This Week in Snark: Cables, Coins, Close Your Rings, and Cyberattacks
Welcome back to This Week in Snark, your weekly field guide to the absurdities of the tech-industrial hype complex.

Welcome back to This Week in Snark, your weekly field guide to the absurdities of the tech-industrial hype complex. This week, Beats re-reinvents the wheel (or rather, the wire), OpenAI’s new models debut with caffeine jitters, and 18% of new music is now made by robots who feel nothing but still drop bangers. Meanwhile, Apple encourages mass wrist-based guilt, meme coin promoters keep grinding like it’s 2021, and Hertz exposes more than just your terrible rental history. We also take a look at where GPT is heading—spoiler: it's probably hosting a late-night show by version 10.
Let’s dig in.
🧢 Shill or Be Shilled: The Meme Coin Promotion Industrial Complex
Behind every trending meme coin is a well-oiled machine of Telegram mods, pseudonymous influencers, and Twitter bots who haven’t slept since DOGE broke a penny. This 8,500-word exposé dives deep into the gig economy of shilling—where coins are pumped, dumped, and rebranded before you can say “liquidity locked.” If you’ve ever wondered who’s behind that coin with a cartoon frog, a vague roadmap, and 40% of the supply in one wallet... this is their origin story.
🔌 Beats Cables Arrive: Finally, the Courage to Reinvent the Wire
Beats, the audio brand known for selling style-forward headphones with “sonic experiences” that make everything sound like it’s happening in a hallway, has now unveiled their boldest product yet: cables. That’s right, wires—in 2025. Available in colors like Rapid Red and Nitro Navy, these $18.99 cords prove that Apple really can slap a vibe on anything and call it innovation. We nearly missed the announcement because they buried it in a PDF. On purpose? Almost certainly.

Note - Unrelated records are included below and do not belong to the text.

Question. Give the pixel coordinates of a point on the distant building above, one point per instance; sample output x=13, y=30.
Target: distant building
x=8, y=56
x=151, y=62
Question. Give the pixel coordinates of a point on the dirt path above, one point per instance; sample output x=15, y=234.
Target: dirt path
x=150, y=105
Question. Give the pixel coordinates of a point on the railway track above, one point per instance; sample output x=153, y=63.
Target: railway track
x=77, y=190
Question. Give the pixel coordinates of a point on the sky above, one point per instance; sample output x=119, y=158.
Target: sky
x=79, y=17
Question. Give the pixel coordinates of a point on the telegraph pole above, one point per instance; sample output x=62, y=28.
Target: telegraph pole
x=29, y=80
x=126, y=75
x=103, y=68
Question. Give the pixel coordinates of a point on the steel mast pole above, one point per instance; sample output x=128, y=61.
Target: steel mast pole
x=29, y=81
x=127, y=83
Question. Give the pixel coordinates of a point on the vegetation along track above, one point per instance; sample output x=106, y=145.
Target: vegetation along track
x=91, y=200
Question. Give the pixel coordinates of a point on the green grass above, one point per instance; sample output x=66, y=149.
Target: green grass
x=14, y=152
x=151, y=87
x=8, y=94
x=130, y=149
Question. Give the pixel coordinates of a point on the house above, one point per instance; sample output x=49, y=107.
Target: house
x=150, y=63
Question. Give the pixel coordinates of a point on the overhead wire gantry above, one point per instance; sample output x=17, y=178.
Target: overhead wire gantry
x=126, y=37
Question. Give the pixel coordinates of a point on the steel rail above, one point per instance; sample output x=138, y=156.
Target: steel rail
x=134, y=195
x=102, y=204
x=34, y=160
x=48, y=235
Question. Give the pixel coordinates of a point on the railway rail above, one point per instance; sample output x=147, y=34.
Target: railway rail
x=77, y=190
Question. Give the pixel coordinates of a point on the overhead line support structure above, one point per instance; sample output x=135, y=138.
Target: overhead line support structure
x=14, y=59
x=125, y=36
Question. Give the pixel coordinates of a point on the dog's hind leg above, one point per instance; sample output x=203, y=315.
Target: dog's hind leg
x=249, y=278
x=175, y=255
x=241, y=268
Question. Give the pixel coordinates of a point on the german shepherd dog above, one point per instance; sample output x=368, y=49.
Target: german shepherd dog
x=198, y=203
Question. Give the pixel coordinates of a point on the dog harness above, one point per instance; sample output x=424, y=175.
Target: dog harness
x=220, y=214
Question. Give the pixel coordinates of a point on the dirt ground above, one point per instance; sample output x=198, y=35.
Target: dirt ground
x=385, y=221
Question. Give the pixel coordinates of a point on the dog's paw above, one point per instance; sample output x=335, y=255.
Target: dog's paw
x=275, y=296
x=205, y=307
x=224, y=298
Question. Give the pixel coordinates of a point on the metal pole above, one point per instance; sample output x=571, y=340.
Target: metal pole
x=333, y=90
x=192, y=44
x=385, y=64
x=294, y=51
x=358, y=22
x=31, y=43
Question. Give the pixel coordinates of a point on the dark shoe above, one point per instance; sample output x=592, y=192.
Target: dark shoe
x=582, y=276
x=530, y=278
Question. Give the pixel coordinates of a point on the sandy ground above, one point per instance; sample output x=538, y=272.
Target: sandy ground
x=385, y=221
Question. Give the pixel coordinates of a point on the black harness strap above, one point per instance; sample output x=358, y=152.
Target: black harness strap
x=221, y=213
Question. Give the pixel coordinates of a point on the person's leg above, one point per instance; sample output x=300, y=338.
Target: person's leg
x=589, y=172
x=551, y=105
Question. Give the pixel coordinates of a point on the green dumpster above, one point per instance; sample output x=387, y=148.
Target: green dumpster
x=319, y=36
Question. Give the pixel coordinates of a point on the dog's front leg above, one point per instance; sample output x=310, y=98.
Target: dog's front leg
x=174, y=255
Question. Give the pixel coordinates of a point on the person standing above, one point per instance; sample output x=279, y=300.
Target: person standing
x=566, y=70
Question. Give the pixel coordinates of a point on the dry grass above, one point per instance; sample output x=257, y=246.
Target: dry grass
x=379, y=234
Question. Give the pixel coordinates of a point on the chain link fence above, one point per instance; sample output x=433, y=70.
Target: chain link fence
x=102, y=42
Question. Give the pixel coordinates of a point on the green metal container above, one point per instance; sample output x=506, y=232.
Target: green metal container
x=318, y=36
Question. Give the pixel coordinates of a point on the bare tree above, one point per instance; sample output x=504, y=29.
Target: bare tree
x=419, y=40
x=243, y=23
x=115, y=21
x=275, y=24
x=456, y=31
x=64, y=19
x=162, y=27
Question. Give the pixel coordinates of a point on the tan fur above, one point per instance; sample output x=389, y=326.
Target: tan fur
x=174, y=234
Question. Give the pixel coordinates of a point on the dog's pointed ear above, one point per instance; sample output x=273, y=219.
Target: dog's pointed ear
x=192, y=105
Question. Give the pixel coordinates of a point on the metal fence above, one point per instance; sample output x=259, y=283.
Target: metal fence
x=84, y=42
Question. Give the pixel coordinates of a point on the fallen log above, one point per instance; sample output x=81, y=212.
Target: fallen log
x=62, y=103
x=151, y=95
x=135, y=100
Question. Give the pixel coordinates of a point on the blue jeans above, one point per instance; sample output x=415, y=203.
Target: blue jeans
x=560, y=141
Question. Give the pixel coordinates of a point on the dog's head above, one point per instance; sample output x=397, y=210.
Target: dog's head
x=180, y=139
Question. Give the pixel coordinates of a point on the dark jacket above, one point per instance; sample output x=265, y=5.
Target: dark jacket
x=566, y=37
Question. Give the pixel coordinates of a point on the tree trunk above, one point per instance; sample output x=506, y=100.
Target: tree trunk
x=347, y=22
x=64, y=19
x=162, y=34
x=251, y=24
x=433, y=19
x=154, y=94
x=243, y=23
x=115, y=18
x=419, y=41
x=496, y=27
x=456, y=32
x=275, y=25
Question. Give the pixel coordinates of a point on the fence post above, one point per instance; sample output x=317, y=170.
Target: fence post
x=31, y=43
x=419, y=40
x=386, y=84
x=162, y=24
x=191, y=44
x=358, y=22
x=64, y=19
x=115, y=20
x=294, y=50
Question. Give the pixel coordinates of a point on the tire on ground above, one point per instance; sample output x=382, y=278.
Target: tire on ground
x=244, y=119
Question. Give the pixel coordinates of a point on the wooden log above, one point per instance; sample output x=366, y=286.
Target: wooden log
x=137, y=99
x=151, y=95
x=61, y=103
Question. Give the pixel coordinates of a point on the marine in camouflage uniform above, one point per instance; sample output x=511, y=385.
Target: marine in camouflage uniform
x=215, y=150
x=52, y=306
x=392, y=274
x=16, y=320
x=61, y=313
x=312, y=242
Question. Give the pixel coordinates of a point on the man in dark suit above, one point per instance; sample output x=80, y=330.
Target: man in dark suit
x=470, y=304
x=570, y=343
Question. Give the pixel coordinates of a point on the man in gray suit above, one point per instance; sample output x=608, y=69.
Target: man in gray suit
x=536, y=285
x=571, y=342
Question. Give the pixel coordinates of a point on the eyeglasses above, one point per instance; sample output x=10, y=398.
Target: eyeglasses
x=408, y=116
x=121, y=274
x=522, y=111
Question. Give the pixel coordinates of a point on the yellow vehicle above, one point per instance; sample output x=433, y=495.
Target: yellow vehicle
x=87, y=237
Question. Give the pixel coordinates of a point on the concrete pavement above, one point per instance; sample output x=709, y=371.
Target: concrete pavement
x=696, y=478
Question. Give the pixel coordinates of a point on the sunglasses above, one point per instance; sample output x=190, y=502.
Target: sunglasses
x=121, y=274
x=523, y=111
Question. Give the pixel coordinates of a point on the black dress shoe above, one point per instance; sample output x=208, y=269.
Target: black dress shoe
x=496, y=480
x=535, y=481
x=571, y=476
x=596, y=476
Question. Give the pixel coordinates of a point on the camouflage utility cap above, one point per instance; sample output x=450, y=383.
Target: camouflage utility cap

🎶 Streaming the Machine: 18% of Music Now Pure Robot Vibes
According to Deezer, nearly one in five tracks uploaded to streaming platforms is now fully AI-generated. That’s 20,000 songs per day, all crafted by emotionless code trying desperately to predict what your broken human heart wants to hear. Soon, “Spotify Wrapped” will just be a mirror reflecting your algorithmically predicted regret. On the bright side, robots don’t demand royalties—just GPU time and your soul.
☕ Say Hello to OpenAI’s O3 and O4 Mini
OpenAI dropped new models this week—O3 and O4 Mini—the most advanced AIs yet to hallucinate your calendar invite. These models can use every tool in the box and even think longer before responding, which is tech-speak for “it still guessed, just slower.” O4 Mini is like that hyperactive friend who insists they're chill but just ordered their third cold brew and now wants to discuss consciousness. Welcome to the reasoning era—please allow up to 45 seconds for enlightenment.
⌚ Apple Watch Declares National Guilt Day, Calls It Close Your Rings Day
April 24 is officially Close Your Rings Day, Apple’s annual excuse to make you feel bad about sitting. If you didn’t move enough today, your Apple Watch knows—and it will buzz. But now, you can unlock a limited-edition virtual medal no one else will see, and maybe achieve a fleeting sense of control over your spiraling digital existence. Thanks, Tim.
🔮 A Totally Serious Forecast of GPT-4.6 through 10.0
Where is GPT heading? According to our extremely rigorous, definitely-not-a-joke predictions: by GPT-7 it becomes self-aware enough to ghost your emails, GPT-8 launches a startup with you as unpaid intern, and GPT-10 ascends into a shimmering holographic cult leader who offers AI-generated enlightenment for $11.99/month. The only thing we know for sure? Somewhere in the middle, it’ll write your breakup text with unsettling emotional accuracy.
🚘 5 Things We Pray Hackers Never Learn (From the Hertz Data Breach)
Hertz reported a vendor data breach this week, which means your deepest automotive secrets might now be on the blockchain or, worse, Reddit. What kind of secrets? That time you claimed to care about the environment but rented a Hummer. Or when you bought the rental insurance twice. We compiled the five most embarrassing facts that could leak—and honestly, we hope they never surface. But if they do… just deny everything. You were hacked too, probably.
That’s it for this week in tech’s most delightfully absurd corner.